Nice idea, I think this is especially useful for residual, which currently has
cancellation errors which could be avoided this way. I'll use double precision 
there.
Done.

> In addition to lu_solve and qr_solve, it would be useful with functions lu 
and qr
> (equivalent to Matlab) to obtain the factorizations themselves.

They are there (LU_decomp and householder), but they are low-level and not 
imported
by default. householder() does not compute Q explicitly, so additional code is 
needed
here (it returns already the sufficient information to calculate Q, so this 
should
not be a problem).

> randMatrix should be renamed to randmatrix

I took the name from sympy. But I'm +1 for lowercase.
Done.

(Fixing issue 58 is included the patch.)

Original comment by Vinzent.Steinberg@gmail.com on 12 Sep 2008 at 9:15

Attachments:

GoogleCodeExporter commented 9 years ago
> Or do you mean from mpmath import stuff too?
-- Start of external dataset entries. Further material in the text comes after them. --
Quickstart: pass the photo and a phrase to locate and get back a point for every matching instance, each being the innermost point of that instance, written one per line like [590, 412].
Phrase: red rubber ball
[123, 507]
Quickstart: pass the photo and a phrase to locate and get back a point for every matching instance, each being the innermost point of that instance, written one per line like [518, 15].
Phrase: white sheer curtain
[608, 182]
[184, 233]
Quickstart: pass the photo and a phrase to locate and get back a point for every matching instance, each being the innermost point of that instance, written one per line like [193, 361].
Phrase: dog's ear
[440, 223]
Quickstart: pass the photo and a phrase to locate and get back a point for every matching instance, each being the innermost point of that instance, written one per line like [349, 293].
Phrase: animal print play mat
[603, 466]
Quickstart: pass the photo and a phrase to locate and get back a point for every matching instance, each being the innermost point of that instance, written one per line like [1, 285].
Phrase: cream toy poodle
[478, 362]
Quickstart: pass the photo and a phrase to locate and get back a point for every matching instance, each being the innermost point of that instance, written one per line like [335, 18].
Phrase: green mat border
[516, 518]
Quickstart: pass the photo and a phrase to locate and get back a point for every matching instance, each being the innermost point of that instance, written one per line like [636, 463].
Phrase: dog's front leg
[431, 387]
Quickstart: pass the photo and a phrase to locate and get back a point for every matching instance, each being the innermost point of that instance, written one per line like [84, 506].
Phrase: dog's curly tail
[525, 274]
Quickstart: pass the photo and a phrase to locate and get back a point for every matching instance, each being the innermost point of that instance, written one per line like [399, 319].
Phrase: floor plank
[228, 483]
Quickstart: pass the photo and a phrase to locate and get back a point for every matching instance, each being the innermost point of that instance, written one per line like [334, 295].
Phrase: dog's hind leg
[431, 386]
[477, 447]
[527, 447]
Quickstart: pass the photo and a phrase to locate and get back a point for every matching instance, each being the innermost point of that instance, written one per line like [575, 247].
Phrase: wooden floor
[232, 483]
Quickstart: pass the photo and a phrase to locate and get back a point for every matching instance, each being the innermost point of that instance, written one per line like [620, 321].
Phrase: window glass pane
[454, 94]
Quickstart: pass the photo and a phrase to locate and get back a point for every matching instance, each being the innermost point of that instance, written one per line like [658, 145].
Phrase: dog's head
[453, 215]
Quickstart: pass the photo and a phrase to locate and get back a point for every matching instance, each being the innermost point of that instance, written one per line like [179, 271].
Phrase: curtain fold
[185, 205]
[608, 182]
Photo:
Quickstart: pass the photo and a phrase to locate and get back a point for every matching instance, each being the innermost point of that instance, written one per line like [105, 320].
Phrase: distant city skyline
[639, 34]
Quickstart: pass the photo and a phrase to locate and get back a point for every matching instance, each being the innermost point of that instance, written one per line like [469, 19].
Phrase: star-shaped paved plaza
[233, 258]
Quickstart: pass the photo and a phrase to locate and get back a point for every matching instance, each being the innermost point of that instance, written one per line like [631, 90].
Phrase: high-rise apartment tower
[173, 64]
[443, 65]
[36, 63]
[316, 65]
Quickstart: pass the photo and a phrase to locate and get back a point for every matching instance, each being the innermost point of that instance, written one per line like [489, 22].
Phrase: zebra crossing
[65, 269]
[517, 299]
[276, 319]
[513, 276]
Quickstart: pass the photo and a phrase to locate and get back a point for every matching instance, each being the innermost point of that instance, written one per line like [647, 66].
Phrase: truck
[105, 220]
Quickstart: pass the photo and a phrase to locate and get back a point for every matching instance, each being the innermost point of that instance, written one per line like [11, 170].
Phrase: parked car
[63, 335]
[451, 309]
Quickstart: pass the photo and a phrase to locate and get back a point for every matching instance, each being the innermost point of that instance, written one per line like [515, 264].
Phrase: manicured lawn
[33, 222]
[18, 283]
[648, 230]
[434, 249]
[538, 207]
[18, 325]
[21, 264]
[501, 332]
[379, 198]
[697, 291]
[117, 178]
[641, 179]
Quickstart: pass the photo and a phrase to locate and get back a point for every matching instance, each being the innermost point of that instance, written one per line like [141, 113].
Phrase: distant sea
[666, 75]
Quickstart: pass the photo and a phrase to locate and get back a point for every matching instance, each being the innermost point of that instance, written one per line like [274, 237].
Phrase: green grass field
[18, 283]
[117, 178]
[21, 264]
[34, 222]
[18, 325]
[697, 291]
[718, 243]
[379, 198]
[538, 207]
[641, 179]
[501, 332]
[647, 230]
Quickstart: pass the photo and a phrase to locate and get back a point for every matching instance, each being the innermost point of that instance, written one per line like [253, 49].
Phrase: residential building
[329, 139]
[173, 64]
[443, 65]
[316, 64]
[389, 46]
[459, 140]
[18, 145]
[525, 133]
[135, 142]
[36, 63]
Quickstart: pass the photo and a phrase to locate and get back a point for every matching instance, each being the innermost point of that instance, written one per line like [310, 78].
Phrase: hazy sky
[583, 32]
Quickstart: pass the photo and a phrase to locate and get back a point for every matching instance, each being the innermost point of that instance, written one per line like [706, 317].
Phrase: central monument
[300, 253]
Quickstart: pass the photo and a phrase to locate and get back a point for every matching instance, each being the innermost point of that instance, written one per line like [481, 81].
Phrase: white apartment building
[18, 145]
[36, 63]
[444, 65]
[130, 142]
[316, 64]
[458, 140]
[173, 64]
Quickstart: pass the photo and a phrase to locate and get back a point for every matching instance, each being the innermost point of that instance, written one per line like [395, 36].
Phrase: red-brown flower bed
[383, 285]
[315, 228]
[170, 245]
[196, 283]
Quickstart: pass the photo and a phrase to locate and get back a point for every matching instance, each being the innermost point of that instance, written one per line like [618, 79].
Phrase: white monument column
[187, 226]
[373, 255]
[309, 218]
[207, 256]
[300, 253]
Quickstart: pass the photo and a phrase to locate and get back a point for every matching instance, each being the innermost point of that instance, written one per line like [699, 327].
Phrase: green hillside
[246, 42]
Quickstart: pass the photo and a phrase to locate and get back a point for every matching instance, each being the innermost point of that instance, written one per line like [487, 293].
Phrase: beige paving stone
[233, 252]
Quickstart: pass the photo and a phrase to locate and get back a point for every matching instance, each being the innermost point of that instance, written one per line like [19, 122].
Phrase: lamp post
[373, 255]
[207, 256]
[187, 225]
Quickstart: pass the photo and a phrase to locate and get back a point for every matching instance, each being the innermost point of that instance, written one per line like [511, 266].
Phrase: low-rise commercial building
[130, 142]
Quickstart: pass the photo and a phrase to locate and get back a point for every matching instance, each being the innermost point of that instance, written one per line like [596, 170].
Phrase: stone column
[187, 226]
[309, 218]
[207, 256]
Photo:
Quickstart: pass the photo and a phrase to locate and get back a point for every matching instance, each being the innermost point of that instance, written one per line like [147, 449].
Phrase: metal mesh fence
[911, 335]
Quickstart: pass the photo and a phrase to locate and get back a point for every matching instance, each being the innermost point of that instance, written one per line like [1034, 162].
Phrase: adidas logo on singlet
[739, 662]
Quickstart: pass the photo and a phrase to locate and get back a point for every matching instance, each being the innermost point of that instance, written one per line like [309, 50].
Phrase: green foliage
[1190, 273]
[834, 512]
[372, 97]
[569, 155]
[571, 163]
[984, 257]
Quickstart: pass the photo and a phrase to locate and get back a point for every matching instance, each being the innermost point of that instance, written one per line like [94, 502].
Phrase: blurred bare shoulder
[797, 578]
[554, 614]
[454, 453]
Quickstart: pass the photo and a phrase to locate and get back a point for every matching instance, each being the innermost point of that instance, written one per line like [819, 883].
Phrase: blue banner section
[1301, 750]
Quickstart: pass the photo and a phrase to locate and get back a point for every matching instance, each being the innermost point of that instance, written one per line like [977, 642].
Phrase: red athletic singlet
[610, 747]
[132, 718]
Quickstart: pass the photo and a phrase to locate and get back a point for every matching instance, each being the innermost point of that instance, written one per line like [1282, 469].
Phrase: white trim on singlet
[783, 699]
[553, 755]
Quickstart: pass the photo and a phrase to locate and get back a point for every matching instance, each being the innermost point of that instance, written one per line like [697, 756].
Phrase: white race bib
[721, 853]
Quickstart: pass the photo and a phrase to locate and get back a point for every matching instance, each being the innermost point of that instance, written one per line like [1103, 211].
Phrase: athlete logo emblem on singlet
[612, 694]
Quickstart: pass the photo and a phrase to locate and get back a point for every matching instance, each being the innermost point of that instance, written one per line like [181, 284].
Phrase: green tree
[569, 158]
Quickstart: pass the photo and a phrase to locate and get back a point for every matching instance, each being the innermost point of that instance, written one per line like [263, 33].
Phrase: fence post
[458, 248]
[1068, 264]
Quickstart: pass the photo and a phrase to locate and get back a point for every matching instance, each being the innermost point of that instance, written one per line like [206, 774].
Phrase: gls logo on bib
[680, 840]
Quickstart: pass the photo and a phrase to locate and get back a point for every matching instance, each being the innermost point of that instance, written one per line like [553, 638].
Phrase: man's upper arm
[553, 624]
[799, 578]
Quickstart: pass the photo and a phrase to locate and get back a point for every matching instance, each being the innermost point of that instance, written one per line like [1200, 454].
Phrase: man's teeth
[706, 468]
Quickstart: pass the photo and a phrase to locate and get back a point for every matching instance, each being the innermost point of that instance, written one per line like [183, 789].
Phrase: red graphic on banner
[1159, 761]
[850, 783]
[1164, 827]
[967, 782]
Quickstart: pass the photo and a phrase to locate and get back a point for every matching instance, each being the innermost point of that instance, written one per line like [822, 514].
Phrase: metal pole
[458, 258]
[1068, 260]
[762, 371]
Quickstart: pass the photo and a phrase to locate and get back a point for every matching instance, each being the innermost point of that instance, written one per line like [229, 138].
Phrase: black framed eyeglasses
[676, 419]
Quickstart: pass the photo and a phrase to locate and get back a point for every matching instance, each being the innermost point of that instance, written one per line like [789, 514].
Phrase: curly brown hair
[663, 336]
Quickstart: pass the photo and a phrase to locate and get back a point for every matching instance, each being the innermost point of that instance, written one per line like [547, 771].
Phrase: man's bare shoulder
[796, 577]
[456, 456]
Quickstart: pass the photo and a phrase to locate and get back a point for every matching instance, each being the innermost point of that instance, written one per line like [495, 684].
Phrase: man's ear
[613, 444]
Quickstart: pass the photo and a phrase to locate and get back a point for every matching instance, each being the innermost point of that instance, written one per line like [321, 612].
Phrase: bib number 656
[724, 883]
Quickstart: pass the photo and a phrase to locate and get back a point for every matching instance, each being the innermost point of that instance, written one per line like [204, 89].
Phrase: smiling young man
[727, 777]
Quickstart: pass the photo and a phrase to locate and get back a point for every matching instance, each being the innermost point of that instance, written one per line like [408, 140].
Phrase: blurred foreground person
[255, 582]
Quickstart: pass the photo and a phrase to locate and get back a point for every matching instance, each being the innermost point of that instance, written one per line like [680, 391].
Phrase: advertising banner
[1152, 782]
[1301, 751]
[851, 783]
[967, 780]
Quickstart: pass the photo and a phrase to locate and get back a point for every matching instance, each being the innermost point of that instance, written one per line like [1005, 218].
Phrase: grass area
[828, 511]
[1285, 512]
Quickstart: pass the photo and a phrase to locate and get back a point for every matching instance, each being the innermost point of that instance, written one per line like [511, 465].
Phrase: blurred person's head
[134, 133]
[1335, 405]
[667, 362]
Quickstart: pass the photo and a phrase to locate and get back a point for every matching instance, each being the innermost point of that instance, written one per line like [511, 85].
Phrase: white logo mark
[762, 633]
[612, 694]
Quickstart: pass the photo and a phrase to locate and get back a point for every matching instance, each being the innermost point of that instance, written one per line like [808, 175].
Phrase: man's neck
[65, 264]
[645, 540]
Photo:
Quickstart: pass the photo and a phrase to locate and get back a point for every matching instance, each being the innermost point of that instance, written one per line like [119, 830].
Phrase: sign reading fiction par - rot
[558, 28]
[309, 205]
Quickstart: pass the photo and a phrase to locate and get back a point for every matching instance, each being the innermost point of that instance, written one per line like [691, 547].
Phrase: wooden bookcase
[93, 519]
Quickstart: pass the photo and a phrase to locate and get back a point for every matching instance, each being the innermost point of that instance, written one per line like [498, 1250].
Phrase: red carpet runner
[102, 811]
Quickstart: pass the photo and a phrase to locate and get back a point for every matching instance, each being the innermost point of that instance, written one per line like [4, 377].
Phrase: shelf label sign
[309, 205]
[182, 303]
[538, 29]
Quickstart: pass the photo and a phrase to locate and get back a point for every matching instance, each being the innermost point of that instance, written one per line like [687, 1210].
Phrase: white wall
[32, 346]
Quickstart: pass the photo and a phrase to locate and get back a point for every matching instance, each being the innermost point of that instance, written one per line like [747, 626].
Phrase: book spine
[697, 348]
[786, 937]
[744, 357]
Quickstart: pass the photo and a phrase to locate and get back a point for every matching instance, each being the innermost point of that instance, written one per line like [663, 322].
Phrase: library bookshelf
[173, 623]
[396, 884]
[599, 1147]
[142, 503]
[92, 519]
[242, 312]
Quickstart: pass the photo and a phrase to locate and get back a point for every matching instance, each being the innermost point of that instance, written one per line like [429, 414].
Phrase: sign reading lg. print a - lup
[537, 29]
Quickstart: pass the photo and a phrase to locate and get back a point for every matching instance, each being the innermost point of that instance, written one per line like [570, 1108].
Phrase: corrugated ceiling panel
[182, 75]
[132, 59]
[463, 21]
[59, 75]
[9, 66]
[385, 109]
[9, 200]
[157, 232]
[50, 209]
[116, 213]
Yes. This should be "from mptypes import ...".

> I don't understand.

A**n is computed this way, which requires n-1 multiplications:

    for i in xrange(other - 1):
        new *= self

But it should use repeated squaring, which only requires log2(n) 
multiplications; see
http://en.wikipedia.org/wiki/Exponentiation_by_squaring

> Nice idea, I think this is especially useful for residual, which currently has
> cancellation errors which could be avoided this way. I'll use double precision
there. Done.

Unfortunately, "@extraprec(mp.prec)" does not do what it should, because 
mp.prec is
only read off at import time. You can implement doubling precision with the 
following
pattern:

orig = mp.prec
try:
    mp.prec = orig*2
    ...
finally:
    mp.prec = orig

> They are there (LU_decomp and householder), but they are low-level and not 
imported
> by default.

Ok. I would appreciate if you could create high level wrappers.